This structure, with a pointed gable roof, is shown in the drawing above right. The arch of the South Gate itself can just be seen in the distance. The few surviving images of the priest's house suggest that it too had semi-circular arches but it was quite separate from the South Gate as a gap existed between the front wall of the priest's house and the back wall of the South Gate itself although the two were built of a similar material. In fact, prior to 1819, anyone walking down South Street would've had their view of the South Gate almost completely obscured by the presence of the overarching priest's house.

The South Gate and the priest's house were accurately depicted by Caleb Hedgeland on his early 19th century model of the city, a detail of which is shown left. The early 15th century reconstruction of the South Gate is highlighted in red. The priest's house is highlighted in purple connected directly to the church of Holy Trinity. Holy Trinity was itself remodelled around the same time that the South Gate was rebuilt. Was the priest's house originally part of the South Gate and only later used by the priests? Was it constructed at the same time or was it part of an earlier building? Unfortunately I can't find out much else about it.

In c1600 the roof of the South Gate was strengthened to take guns and the height of the gate raised, but apart from these slight alterations the South Gate remained unchanged until the beginning of the 19th century. From the 16th century onwards the gatehouse was used as the city prison. The prison reformer, James Neild, visited the South Gate prison in 1806 and recorded that "it consists, amongst others, of two rooms in the Keeper's house called the Long Room and the Shoe".

According to Neild, the Shoe received its name from a shoe that was hung by the prisoners from a length of string and suspended from "the iron-grated window towards the street". The idea was that charitable passers-by would put a small amount of money into the shoe (hence the phrase "living on a shoestring"). Neild recorded that the Shoe was used by debtors that "bring their own beds and pay six-pence per week". The image right is an early 20th century postcard depicting a fictional view of prisoners lowering a shoe to pedestrians. The artist has shown the prisoners as being incarcerated in the priest's house of Holy Trinity rather than the South Gate.
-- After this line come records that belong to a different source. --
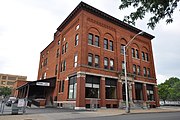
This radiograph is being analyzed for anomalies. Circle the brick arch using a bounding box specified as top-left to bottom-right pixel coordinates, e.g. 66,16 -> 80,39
88,27 -> 101,36
120,38 -> 127,45
104,33 -> 114,40
131,43 -> 140,50
142,46 -> 149,52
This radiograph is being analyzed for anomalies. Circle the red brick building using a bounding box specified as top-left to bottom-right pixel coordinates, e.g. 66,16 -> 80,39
38,2 -> 159,109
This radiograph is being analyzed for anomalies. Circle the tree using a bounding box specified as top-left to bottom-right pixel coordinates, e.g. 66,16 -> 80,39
119,0 -> 180,29
158,77 -> 180,101
0,87 -> 11,96
158,83 -> 169,103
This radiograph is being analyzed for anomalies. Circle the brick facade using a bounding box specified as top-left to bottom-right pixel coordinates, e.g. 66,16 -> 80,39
38,2 -> 159,109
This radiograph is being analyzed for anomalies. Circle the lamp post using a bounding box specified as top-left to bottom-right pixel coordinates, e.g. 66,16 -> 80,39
123,31 -> 144,113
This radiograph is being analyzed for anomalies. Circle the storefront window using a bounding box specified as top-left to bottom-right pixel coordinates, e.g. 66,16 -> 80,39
85,75 -> 100,98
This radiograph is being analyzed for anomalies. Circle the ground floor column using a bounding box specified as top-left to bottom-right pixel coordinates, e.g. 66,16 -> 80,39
143,83 -> 147,107
100,77 -> 106,108
154,85 -> 160,107
75,74 -> 86,110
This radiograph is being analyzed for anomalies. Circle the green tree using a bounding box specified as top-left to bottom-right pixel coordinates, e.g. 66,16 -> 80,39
119,0 -> 180,29
158,77 -> 180,101
0,87 -> 11,96
158,83 -> 169,102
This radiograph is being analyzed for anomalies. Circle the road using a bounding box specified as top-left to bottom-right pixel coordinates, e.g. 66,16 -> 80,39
74,112 -> 180,120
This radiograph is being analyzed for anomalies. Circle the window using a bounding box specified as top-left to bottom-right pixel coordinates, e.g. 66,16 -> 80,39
55,65 -> 58,75
131,48 -> 135,58
137,65 -> 141,75
133,64 -> 136,74
44,58 -> 48,66
56,49 -> 59,58
75,34 -> 79,46
68,76 -> 77,99
74,53 -> 78,67
95,55 -> 99,67
142,52 -> 145,60
65,43 -> 68,52
104,57 -> 108,69
105,78 -> 117,99
61,80 -> 64,92
76,25 -> 79,30
135,83 -> 143,100
62,45 -> 65,54
58,81 -> 61,93
85,75 -> 100,98
104,38 -> 108,49
58,40 -> 61,45
135,49 -> 139,58
121,44 -> 125,54
146,85 -> 154,101
110,59 -> 114,70
88,33 -> 93,45
109,40 -> 114,51
88,53 -> 93,66
61,60 -> 66,72
95,35 -> 99,47
147,68 -> 151,77
143,67 -> 147,76
145,53 -> 149,61
122,61 -> 125,72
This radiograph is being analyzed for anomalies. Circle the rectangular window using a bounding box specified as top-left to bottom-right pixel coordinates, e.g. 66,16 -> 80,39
147,68 -> 151,77
104,38 -> 108,49
131,48 -> 135,58
74,53 -> 78,67
58,81 -> 61,93
109,40 -> 114,51
145,53 -> 149,61
64,43 -> 68,52
61,60 -> 66,72
62,45 -> 65,54
110,59 -> 114,70
95,35 -> 99,47
55,65 -> 58,75
105,78 -> 117,99
122,61 -> 125,72
88,33 -> 93,45
104,57 -> 108,69
61,80 -> 64,92
121,44 -> 125,54
143,67 -> 147,76
88,53 -> 93,66
95,55 -> 99,67
56,49 -> 59,58
75,34 -> 79,46
137,65 -> 141,75
68,76 -> 77,99
142,52 -> 145,60
135,49 -> 139,58
146,84 -> 154,101
85,75 -> 100,98
133,64 -> 136,74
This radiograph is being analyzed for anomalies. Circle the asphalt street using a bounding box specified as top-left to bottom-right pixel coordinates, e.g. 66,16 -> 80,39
72,112 -> 180,120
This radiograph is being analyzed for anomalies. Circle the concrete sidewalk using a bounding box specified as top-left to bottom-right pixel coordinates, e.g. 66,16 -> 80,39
0,107 -> 180,120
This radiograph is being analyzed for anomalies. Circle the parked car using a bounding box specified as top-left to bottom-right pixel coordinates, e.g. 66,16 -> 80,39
6,97 -> 16,107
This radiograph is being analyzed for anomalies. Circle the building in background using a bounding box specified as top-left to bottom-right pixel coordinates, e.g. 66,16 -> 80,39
0,73 -> 27,89
17,2 -> 159,109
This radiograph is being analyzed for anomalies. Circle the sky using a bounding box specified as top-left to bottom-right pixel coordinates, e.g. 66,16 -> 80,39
0,0 -> 180,84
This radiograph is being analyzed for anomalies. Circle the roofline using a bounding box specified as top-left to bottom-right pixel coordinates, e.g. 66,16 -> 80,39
57,1 -> 154,39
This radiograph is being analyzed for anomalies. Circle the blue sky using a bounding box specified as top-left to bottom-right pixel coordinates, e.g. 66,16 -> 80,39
0,0 -> 180,83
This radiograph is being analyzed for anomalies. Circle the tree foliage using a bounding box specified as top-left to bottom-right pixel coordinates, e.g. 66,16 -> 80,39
119,0 -> 180,29
158,77 -> 180,101
0,87 -> 11,96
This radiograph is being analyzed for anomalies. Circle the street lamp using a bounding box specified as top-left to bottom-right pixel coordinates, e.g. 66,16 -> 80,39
123,31 -> 144,113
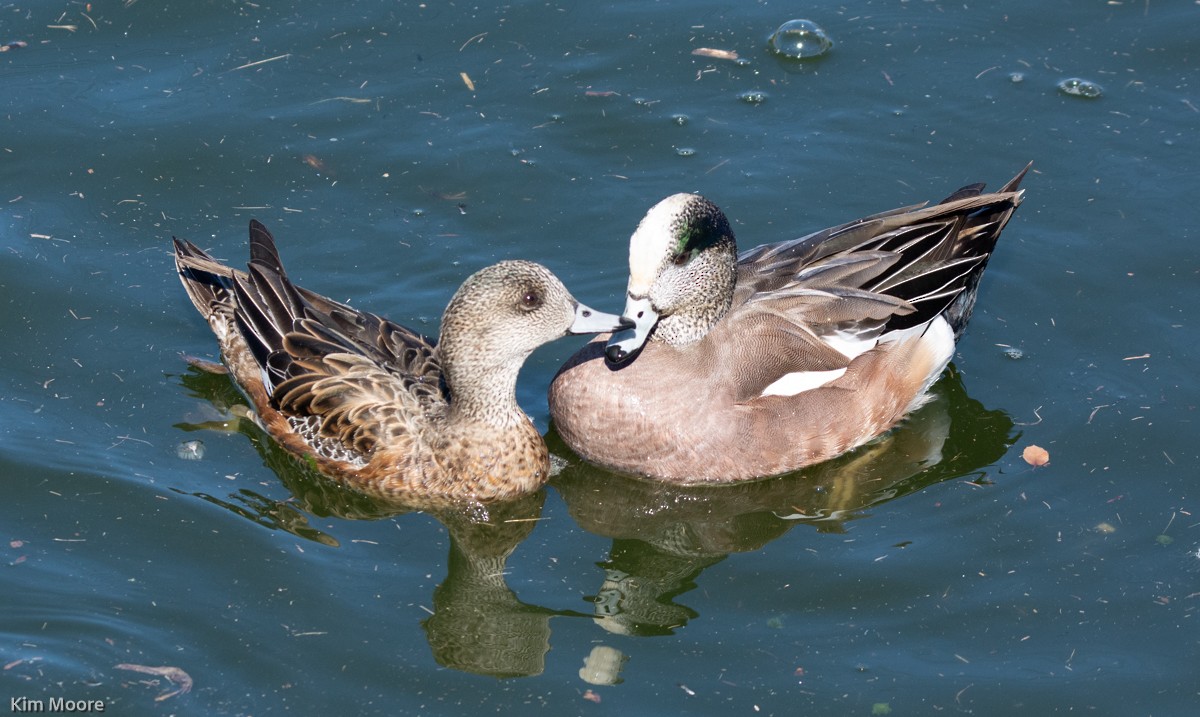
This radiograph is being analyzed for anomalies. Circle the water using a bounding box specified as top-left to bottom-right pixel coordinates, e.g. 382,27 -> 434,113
0,0 -> 1200,715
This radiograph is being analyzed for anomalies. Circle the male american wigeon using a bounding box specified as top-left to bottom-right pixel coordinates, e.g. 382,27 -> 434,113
550,167 -> 1028,483
175,221 -> 628,502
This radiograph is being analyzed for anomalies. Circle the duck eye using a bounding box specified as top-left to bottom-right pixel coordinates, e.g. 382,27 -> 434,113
521,289 -> 541,311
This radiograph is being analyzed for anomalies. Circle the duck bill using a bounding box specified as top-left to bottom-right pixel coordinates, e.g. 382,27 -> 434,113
566,303 -> 630,333
605,297 -> 659,363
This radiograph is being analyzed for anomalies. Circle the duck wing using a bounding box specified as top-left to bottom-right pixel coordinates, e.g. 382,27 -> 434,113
733,165 -> 1030,339
176,221 -> 446,465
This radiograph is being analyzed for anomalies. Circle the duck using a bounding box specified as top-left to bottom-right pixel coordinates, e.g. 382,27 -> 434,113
173,219 -> 628,505
548,163 -> 1032,484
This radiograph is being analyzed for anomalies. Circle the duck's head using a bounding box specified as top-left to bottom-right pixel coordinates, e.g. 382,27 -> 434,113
438,260 -> 629,368
605,194 -> 737,363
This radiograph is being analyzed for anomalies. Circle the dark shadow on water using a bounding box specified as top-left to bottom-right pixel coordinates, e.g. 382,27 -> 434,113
176,369 -> 590,677
547,366 -> 1018,635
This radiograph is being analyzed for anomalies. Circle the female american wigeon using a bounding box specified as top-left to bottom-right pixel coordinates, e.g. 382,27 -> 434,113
550,167 -> 1028,483
175,221 -> 628,502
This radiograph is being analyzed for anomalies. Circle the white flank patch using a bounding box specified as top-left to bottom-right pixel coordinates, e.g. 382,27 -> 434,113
762,368 -> 846,396
821,331 -> 880,359
629,194 -> 692,297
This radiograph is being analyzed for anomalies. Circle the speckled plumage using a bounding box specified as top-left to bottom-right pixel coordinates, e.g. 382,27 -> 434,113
174,222 -> 618,502
550,168 -> 1028,483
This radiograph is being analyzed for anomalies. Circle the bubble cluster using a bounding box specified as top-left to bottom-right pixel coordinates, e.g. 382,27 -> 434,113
738,90 -> 767,104
769,20 -> 833,60
1058,77 -> 1104,100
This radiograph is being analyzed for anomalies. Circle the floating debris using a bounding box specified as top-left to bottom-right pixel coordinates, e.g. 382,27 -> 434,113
580,645 -> 629,685
113,662 -> 192,703
1021,445 -> 1050,468
1058,77 -> 1104,100
768,20 -> 833,60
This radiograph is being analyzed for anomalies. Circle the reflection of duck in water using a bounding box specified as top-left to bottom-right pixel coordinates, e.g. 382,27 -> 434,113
180,369 -> 580,677
422,492 -> 559,677
175,222 -> 620,501
548,367 -> 1015,635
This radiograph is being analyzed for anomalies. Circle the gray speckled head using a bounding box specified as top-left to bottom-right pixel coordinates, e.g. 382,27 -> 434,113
438,260 -> 623,422
607,194 -> 737,362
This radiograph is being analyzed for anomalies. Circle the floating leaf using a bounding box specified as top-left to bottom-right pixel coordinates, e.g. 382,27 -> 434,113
1021,445 -> 1050,468
691,47 -> 738,60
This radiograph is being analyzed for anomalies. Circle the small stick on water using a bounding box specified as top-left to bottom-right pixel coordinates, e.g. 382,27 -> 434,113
226,53 -> 292,72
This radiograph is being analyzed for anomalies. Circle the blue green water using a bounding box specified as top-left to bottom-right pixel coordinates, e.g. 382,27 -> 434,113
0,0 -> 1200,716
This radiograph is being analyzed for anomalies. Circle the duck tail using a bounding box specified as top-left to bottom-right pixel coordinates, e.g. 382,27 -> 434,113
870,163 -> 1032,338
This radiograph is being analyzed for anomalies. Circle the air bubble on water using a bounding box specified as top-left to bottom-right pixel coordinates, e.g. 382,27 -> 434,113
768,20 -> 833,60
175,441 -> 204,460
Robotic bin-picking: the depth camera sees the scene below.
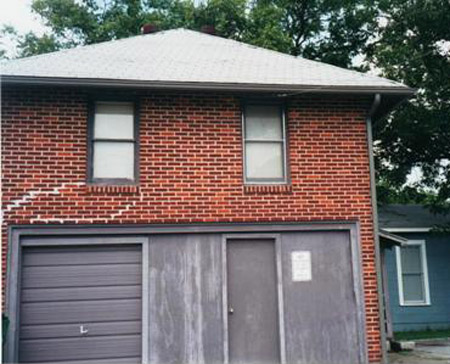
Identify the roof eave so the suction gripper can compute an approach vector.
[1,75,415,98]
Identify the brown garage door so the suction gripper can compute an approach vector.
[19,245,142,363]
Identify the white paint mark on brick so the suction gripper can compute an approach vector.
[1,182,86,222]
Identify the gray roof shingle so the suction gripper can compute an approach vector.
[2,29,412,94]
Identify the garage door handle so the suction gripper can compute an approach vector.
[80,325,89,335]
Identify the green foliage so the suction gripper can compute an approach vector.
[0,0,450,211]
[368,0,450,210]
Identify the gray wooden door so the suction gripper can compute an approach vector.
[227,240,280,363]
[19,245,142,363]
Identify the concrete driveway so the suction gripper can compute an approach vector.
[389,339,450,364]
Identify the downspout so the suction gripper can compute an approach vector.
[366,94,387,364]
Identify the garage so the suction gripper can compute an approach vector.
[8,224,367,364]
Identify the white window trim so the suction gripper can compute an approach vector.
[241,102,288,185]
[395,240,431,306]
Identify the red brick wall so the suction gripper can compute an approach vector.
[2,88,380,362]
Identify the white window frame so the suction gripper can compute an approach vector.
[242,102,288,185]
[87,98,139,185]
[395,240,431,306]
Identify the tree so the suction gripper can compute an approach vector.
[368,0,450,212]
[3,0,376,67]
[3,0,450,216]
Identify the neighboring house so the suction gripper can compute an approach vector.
[378,205,450,336]
[2,29,413,364]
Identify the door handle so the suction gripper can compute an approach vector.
[80,325,89,335]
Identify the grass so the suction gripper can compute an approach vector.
[394,329,450,340]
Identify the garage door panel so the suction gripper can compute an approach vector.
[282,231,360,364]
[22,246,142,267]
[20,320,142,340]
[21,299,141,325]
[19,335,141,362]
[19,243,142,364]
[22,285,142,303]
[22,264,142,288]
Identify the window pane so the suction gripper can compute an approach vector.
[245,142,284,179]
[94,102,134,139]
[245,105,283,140]
[403,274,425,302]
[401,245,422,273]
[93,142,134,180]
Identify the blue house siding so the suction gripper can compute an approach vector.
[386,233,450,331]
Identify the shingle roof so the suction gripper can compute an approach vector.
[378,205,450,229]
[2,29,412,94]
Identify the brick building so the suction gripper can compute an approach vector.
[2,29,412,363]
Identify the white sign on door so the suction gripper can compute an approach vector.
[291,250,312,282]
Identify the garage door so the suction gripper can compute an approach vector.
[19,245,142,363]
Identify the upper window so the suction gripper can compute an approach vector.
[243,104,287,184]
[89,102,137,184]
[396,240,430,306]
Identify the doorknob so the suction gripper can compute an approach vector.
[80,325,89,335]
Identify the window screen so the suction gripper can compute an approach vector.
[244,105,286,183]
[399,242,429,304]
[91,102,136,182]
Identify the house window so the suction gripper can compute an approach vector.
[89,101,137,184]
[396,240,430,306]
[243,104,287,184]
The Long Room was used by the debtors for exercise, there being no courtyard. There were nine other rooms that could be let out by the jailer according to the debtors ability to pay. Jenkins reported that the room called the Shoe had formerly been a chapel as the remnants of the Ten Commandments, painted on the wall, could still be seen. He also believed that the debtors were sometimes allowed access to the tops of the towers, "which command a fine prospect", so they could enjoy some of the fresh air.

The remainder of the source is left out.